Солдат прошел первым, а я задержался.
- Славик! Благодарю за все. Дальше - как договорились. За бабками я вернусь или пришлю своего человека.
- Вернись, Фраер, вернись, - ответил пупкарь и закрыл решетку.
Часть вторая. Продолжение.
* * *
"Вокзал" - это огромное цокольное помещение с узкими дверями отстойников по бокам. Здесь принимают и сдают в этап. Широкая дверь, обитая железом, вела в тамбур, где уже стояли автозаки. Конвой топтался у этой двери. Здоровые, сытые солдаты ВВ с автоматами. Раздался лай собак. Нас сунули в правый, ближний к выходу, отстойник. Как только захлопнулась дверь, Солдат сказал:
- Конвой херовый, по мордам вижу.
Мы присели на корточки. Тускло светала лампочка, забранная решеткой под потолком.

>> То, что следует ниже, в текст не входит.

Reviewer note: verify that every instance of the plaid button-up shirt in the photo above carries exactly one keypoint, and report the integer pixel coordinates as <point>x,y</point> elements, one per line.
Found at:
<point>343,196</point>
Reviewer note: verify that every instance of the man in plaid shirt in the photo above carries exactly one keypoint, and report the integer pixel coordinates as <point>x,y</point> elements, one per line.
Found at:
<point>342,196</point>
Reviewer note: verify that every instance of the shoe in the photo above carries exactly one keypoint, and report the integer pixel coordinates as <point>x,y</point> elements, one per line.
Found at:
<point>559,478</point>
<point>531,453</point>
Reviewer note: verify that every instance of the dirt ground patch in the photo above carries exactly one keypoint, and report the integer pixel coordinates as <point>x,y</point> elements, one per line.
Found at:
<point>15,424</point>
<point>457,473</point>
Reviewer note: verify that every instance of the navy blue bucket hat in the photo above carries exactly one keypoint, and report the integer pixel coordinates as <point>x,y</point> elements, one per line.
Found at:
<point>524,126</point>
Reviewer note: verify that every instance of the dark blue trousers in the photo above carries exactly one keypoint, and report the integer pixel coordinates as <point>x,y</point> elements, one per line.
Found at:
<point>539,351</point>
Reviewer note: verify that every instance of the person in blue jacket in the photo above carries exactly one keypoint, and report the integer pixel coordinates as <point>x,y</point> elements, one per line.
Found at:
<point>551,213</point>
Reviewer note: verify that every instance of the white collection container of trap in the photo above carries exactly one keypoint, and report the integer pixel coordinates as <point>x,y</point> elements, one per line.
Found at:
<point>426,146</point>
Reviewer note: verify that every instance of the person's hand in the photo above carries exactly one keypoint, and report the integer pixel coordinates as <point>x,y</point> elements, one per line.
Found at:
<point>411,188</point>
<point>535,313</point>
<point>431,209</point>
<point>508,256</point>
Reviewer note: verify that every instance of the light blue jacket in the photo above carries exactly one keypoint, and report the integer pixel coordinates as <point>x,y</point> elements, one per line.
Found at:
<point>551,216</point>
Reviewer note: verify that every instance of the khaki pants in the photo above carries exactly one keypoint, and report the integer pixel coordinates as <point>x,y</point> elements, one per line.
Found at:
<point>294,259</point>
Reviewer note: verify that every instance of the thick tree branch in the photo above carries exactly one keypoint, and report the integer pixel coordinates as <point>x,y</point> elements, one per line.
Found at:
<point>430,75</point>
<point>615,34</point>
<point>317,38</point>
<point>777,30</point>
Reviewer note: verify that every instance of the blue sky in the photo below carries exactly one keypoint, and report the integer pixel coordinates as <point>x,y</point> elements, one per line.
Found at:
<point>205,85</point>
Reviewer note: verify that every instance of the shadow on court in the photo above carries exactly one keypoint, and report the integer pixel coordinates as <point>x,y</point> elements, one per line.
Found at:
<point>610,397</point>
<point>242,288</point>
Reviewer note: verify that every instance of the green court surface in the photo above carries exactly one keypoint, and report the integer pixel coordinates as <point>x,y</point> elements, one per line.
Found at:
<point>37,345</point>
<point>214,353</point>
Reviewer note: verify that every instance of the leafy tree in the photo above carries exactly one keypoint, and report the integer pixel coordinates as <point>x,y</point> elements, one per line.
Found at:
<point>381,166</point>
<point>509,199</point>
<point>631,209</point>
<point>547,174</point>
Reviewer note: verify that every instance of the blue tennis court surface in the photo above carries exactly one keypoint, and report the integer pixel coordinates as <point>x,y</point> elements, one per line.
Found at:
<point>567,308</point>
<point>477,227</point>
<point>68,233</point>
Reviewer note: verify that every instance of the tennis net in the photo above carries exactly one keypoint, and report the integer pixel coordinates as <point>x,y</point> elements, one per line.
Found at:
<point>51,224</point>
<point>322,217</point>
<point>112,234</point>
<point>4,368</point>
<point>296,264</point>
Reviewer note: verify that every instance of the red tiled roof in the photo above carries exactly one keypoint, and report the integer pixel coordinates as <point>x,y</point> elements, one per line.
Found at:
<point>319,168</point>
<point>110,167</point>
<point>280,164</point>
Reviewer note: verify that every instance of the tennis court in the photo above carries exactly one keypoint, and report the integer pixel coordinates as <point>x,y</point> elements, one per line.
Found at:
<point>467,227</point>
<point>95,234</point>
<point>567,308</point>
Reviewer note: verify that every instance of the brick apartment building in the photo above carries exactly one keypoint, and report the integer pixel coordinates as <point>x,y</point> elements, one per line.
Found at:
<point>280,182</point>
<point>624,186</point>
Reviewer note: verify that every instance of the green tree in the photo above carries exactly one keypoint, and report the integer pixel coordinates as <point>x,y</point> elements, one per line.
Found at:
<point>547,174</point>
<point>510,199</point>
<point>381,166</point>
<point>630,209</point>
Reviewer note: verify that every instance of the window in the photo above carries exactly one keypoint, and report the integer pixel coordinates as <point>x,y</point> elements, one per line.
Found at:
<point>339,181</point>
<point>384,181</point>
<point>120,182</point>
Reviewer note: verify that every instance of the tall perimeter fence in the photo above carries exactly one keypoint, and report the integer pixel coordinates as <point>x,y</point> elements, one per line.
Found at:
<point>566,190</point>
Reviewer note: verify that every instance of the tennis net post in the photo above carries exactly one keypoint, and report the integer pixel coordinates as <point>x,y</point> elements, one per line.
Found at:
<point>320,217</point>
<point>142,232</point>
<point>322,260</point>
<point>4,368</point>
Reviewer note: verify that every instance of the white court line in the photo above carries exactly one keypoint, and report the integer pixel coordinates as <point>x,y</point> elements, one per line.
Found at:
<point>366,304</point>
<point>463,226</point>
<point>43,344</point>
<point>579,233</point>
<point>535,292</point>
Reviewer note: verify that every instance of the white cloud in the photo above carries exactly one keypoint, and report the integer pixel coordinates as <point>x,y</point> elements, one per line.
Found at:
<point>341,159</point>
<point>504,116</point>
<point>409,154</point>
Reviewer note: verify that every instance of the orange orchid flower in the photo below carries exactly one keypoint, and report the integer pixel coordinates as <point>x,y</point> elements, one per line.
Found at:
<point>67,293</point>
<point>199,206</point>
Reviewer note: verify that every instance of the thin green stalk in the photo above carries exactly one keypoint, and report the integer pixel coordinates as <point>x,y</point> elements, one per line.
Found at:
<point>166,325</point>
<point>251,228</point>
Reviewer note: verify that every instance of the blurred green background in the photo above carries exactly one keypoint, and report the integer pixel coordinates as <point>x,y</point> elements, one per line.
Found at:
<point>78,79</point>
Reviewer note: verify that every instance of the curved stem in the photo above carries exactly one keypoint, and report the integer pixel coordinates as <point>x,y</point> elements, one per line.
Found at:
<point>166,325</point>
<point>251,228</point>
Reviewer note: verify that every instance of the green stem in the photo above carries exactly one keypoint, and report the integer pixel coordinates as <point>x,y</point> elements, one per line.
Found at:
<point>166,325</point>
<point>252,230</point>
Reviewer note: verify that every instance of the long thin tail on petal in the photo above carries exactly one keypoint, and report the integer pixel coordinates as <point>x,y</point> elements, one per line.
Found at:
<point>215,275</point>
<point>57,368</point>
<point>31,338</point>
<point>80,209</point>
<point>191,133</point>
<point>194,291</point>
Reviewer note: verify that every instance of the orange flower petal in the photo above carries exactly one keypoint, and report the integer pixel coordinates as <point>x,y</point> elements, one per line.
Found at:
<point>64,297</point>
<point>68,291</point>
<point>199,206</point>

- Так кто ты, Фраер? Я про тебя много слышал. Баксы в камере открыто держал. "Тёлку" от приговора спас, еще по той тюрьме про тебя базар шел. Так кто ты?
- Я человек, Солдат.
- Понятно. Давно сидишь?
- Целую жизнь, - ответил я.
- Понятно.
Мы помолчали. Закурили по последней сигарете, все равно отберут. Солдат вдруг заговорил, жадно затягиваясь сигаретой:
- На мне два трупа, год назад в карауле завалил начкара и сержанта. Никому не рассказывал, а тебе расскажу. Я сам из Москвы. Папа бизнесмен хренов, а мать шлюха валютная.

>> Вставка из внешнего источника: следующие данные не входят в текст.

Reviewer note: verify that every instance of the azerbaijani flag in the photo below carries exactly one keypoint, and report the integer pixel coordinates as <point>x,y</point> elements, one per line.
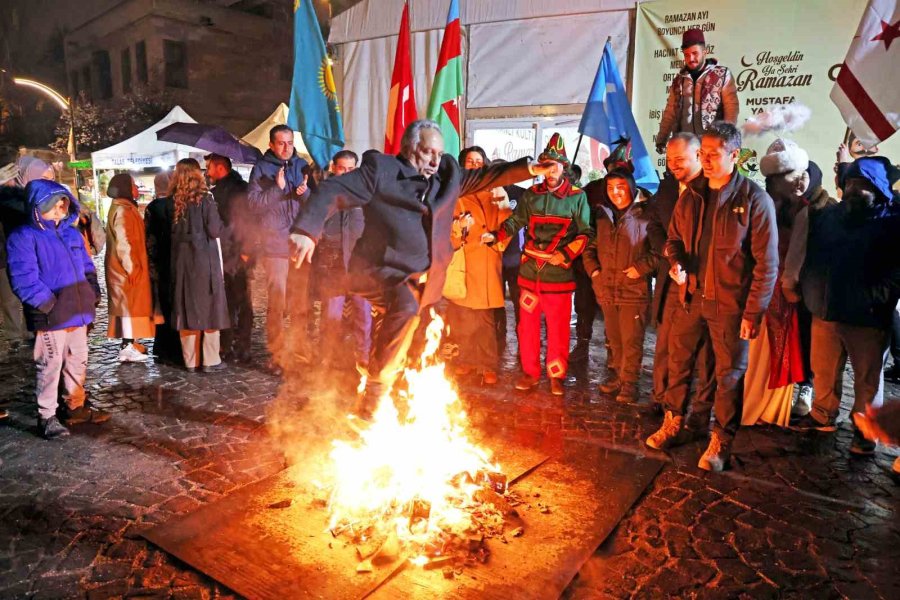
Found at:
<point>447,91</point>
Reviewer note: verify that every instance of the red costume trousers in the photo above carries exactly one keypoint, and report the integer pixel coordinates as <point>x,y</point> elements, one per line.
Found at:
<point>557,310</point>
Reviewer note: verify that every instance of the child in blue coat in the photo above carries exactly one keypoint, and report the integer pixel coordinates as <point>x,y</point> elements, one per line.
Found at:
<point>52,274</point>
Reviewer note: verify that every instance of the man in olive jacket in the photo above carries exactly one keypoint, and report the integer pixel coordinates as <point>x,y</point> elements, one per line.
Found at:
<point>400,262</point>
<point>723,250</point>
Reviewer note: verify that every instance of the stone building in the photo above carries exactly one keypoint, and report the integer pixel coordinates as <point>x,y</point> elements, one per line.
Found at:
<point>226,62</point>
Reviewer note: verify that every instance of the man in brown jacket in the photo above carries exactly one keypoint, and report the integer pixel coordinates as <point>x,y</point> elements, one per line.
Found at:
<point>702,92</point>
<point>723,249</point>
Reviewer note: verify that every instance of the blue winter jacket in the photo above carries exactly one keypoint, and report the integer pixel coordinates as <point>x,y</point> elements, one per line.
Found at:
<point>275,209</point>
<point>49,267</point>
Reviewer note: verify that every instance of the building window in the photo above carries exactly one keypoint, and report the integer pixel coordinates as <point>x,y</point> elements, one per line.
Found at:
<point>175,58</point>
<point>126,71</point>
<point>104,74</point>
<point>86,84</point>
<point>140,58</point>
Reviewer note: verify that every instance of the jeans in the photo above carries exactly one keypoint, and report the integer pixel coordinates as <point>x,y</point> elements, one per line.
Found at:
<point>60,353</point>
<point>288,292</point>
<point>702,318</point>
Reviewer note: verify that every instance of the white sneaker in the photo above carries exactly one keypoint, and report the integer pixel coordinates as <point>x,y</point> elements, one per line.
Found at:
<point>131,354</point>
<point>804,401</point>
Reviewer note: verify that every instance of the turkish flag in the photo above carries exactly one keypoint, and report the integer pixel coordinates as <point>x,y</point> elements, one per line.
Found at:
<point>402,101</point>
<point>867,91</point>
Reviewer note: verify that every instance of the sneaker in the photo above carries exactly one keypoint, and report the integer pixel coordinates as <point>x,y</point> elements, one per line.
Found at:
<point>131,354</point>
<point>669,434</point>
<point>556,386</point>
<point>51,428</point>
<point>611,384</point>
<point>526,382</point>
<point>804,401</point>
<point>628,394</point>
<point>85,414</point>
<point>580,351</point>
<point>809,423</point>
<point>860,446</point>
<point>717,455</point>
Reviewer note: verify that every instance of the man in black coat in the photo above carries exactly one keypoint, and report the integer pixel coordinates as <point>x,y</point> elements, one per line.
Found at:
<point>277,189</point>
<point>400,262</point>
<point>683,162</point>
<point>230,192</point>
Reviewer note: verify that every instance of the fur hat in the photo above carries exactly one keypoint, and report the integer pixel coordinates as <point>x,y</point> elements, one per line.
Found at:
<point>783,156</point>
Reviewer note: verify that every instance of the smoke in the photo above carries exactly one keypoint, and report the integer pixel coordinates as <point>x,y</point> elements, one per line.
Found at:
<point>778,120</point>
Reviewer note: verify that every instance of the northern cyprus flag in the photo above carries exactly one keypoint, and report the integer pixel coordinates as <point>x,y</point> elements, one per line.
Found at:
<point>447,91</point>
<point>867,90</point>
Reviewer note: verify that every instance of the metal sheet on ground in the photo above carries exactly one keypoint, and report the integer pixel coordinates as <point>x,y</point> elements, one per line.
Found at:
<point>572,503</point>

- Это как же? - спросил я.
- Не перебивай, - ответил Солдат. - Отец постоянно в загранке, а мать из кабаков не вылазит. До наркоты докатилась, на иглу села. Они давно уже, лет, наверное, десять, не живут, а так, как мать говорила, - ради меня. Я учился в МГУ на историческом, а потом все надоело. Кругом ложь и обман, куда ни кинь, даже в собственной семье лгут друг другу. "Тёлка" у меня была Наташа - Наташенька. Со мной целовалась, а с папиным охранником минетировала, сука. Я их сам на даче поймал. Кинулся на него, а он бычок здоровый,бывший спецназ, раз меня двинул, я и с копыт. "Очнись, - говорит, - сопляк, она сама, сучка, лезет. Думаешь, она тебя любит? Она деньги любит". А тут призыв в армию - я в солдаты. Мама плакать и рыдать, отец в Англии, не успел приехать. А у матери хмырь из Генштаба был, так он на черной "Волге" прикатил на призывной пункт и кричит мне: "Сынок, где хочешь служить?" Вспомнил я папиного охранника, говорю ему: "В спецназе". Мама в слезы, а он: "Сделаю". Потом помотался я по бывшему Союзу. Навоевался. В Душанбе это было, я еще зеленый был, а начкар этот и сержант наркоту крутили. Большие деньги делали. Однажды в горах мы зацепили ходаков - троих таджиков, а у них килограмм сорок "дури". Мы вдвоем с сержантом были, повязали их, а что их вязать? Три доходяги-старики. Сунули нос в мешки, а там "дурь". Сержант кричит, мочим их, а "дурь" я знаю кому сдать. Я вызвал летеху, ну этого начкара, он на вертолете прилетел и к нам по тропиночке поднялся. Мне говорит: "Иди к вертолету". Я и ушел. Только вниз спустился, а наверху автомат заработал. Потом они спустились с мешками. Молча загрузились, и мы улетели. Через три дня на базе, в Подмосковье, мне сержант говорит: "Будешь вякать - грохнем". А еще спустя неделю триста баксов принес: "Доля твоя", - говорит. Да я на гражданке мог этими баксами стены в сортире оклеить. Потом Чечня, там вообще беспредел творили. Сломался я, на иглу присел, только легче не становилось. Зверел все больше и больше. В тот караул они без меня пошли. Я знал, что у них и там свои дела с наркотой, с оружием. В палатке ширнулся, за автомат - и к ним. Палатку ножом разрезал, смотрю - они бабки считают. Ну, я их и грохнул.